A woman checks into a hotel to await the arrival of her husband coming home from WWII, only to become witness of a murder in an adjoining room. Thanks to really bad impulse control a man kills his wife while they discuss divorce to help him marry his lover. The dear witness falls into a catatonic shock, like every good woman in a psycho thriller should. It's a great way to spare the poor actress having to do much acting and enables the plot to progress, as the soon consulted psychiatrist is not only (young) Vincent Price, but also the murderer. The psychiatrist, Dr. Cross, talks the finally returned husband into committing her to his psychiatric clinic.
At first he only tries to brainwash her into forgetting what she witnessed, but soon his femme-fatal-ish lover, who works as a nurse in the clinic, convinces him to murder his patient in the course of insulin shock therapy.
As you can see, the script is not very original, but at least it is tight and plays quite well with the fear of sane people in the grip of a malicious psychiatric system. An effect that is even stronger on the modern viewer, since the state of psychiatry in the 40s today seems primitive and barbaric, treatments and curative principles dangerous and ineffective, not to say not quite sane.
The direction is mostly basic, though not distractingly so.
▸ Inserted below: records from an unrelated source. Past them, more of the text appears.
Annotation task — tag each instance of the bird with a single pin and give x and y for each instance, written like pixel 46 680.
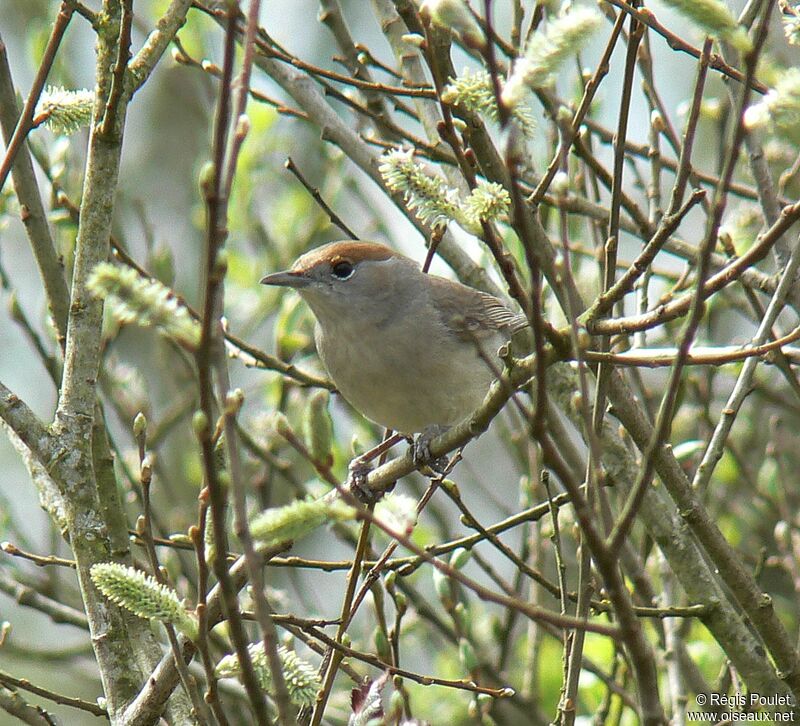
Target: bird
pixel 413 352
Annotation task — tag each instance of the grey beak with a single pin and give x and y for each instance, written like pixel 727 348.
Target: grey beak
pixel 287 278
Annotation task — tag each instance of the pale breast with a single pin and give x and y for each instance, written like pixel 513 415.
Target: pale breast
pixel 408 375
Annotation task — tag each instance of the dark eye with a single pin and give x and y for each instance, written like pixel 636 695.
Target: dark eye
pixel 343 269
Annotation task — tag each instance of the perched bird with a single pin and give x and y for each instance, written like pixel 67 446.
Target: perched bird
pixel 413 352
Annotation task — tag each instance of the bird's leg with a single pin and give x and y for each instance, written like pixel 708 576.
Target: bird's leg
pixel 421 451
pixel 359 468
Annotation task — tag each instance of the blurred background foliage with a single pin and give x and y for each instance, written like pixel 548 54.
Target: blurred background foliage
pixel 160 221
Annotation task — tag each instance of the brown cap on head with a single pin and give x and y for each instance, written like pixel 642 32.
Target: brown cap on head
pixel 347 250
pixel 330 255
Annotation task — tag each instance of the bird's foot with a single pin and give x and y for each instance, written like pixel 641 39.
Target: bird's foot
pixel 357 473
pixel 421 451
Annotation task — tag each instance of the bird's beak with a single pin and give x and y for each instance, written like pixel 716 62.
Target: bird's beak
pixel 287 278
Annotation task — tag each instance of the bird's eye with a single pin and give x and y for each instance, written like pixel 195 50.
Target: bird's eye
pixel 343 270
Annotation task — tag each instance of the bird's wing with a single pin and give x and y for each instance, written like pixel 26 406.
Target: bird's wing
pixel 472 314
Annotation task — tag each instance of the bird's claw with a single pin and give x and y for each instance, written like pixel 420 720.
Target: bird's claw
pixel 357 473
pixel 421 452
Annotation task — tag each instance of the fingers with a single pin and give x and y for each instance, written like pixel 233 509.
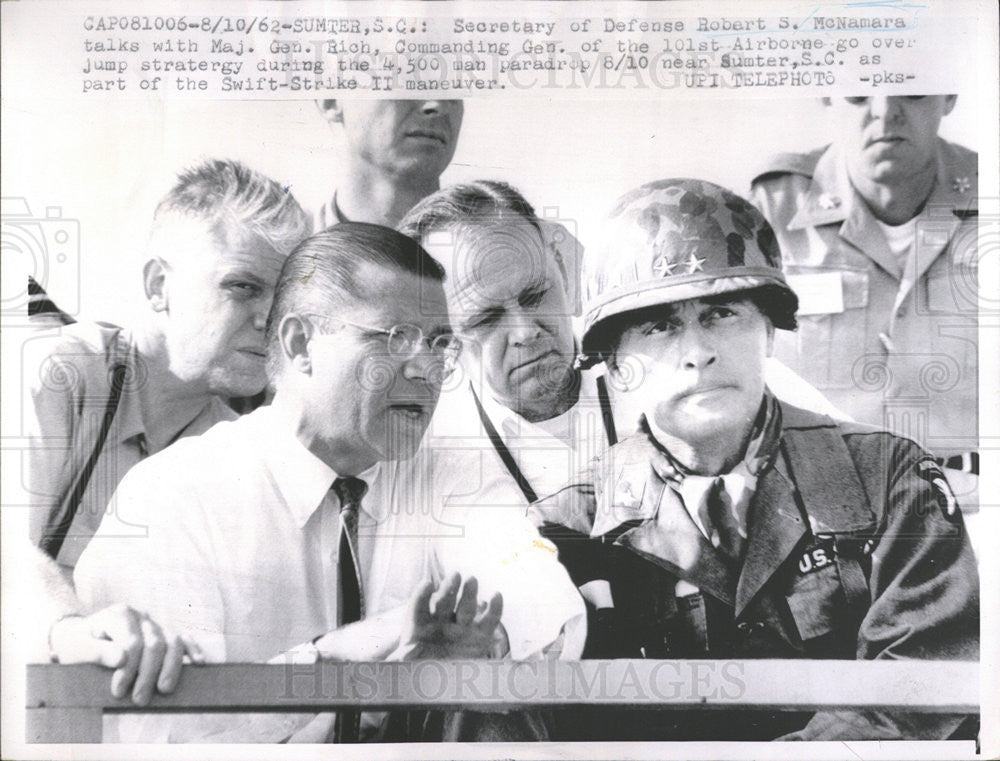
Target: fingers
pixel 72 642
pixel 491 616
pixel 153 652
pixel 192 649
pixel 170 671
pixel 122 626
pixel 443 603
pixel 420 608
pixel 465 612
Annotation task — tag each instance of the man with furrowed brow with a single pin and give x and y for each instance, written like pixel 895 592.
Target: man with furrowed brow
pixel 732 524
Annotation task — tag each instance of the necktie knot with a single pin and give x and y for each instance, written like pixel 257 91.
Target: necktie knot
pixel 350 491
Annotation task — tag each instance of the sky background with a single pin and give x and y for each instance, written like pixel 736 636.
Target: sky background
pixel 105 164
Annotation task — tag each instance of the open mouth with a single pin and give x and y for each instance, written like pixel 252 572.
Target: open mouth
pixel 705 390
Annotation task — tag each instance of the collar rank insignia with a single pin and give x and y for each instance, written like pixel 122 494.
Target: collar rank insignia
pixel 945 497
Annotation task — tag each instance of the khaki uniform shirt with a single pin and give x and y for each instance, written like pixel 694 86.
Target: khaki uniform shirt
pixel 890 344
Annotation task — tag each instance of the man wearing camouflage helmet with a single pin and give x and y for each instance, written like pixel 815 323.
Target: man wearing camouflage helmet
pixel 734 525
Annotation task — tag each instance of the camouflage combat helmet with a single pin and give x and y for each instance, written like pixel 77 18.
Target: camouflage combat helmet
pixel 680 239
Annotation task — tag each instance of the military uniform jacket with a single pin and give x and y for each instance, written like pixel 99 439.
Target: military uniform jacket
pixel 890 350
pixel 855 549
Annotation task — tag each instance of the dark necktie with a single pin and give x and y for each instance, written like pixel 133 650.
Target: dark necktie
pixel 351 605
pixel 719 509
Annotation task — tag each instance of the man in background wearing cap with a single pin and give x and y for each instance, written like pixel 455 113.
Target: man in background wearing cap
pixel 396 153
pixel 878 237
pixel 733 525
pixel 103 398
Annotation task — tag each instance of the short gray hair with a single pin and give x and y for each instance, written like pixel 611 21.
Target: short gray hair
pixel 231 197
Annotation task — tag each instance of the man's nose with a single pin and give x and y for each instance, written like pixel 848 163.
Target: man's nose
pixel 437 107
pixel 697 349
pixel 424 373
pixel 262 309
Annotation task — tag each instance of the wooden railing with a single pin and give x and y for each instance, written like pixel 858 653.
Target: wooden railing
pixel 67 703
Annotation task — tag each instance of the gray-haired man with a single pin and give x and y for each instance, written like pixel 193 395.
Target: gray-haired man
pixel 103 398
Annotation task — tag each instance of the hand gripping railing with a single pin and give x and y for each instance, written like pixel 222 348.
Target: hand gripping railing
pixel 67 703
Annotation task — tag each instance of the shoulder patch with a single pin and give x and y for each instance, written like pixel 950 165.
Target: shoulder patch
pixel 928 470
pixel 789 163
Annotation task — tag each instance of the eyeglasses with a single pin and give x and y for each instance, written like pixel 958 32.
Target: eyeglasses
pixel 405 341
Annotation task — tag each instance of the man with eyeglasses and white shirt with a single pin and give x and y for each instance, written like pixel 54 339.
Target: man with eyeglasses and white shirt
pixel 286 526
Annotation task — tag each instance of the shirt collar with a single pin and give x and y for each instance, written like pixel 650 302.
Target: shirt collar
pixel 330 214
pixel 300 476
pixel 511 426
pixel 831 197
pixel 760 452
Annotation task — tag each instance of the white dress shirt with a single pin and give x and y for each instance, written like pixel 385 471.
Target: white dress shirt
pixel 232 537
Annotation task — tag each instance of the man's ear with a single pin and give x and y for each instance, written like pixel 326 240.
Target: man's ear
pixel 293 336
pixel 620 375
pixel 154 281
pixel 331 111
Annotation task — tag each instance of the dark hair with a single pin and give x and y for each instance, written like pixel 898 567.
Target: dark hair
pixel 774 302
pixel 231 197
pixel 323 270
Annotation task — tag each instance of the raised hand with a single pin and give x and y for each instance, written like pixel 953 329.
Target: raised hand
pixel 449 622
pixel 144 657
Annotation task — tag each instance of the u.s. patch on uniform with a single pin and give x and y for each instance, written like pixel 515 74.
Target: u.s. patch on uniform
pixel 945 497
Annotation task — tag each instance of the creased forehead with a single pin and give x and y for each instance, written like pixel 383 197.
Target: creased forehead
pixel 487 261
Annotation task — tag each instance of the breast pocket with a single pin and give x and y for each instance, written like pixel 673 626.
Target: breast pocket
pixel 833 323
pixel 814 594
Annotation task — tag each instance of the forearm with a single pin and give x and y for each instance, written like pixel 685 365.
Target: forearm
pixel 877 725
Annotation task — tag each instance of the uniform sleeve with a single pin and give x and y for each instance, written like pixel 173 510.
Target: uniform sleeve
pixel 506 554
pixel 924 587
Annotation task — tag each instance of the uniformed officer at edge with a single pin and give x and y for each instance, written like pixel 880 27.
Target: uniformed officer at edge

In its early scenes the movie promises something more in a short but technically very interesting dream sequence. This kind of stylistic flourish sadly soon disappears.
And then there is Vincent Price, who doesn't portrait Dr. Cross as demonic maniac, but as a driven man full of self doubt who just isn't strong enough to do the right thing although he very much knows what is right or wrong. Price's performance is what gives Shock a much needed sense of originality and life and makes it a movie well worth seeing.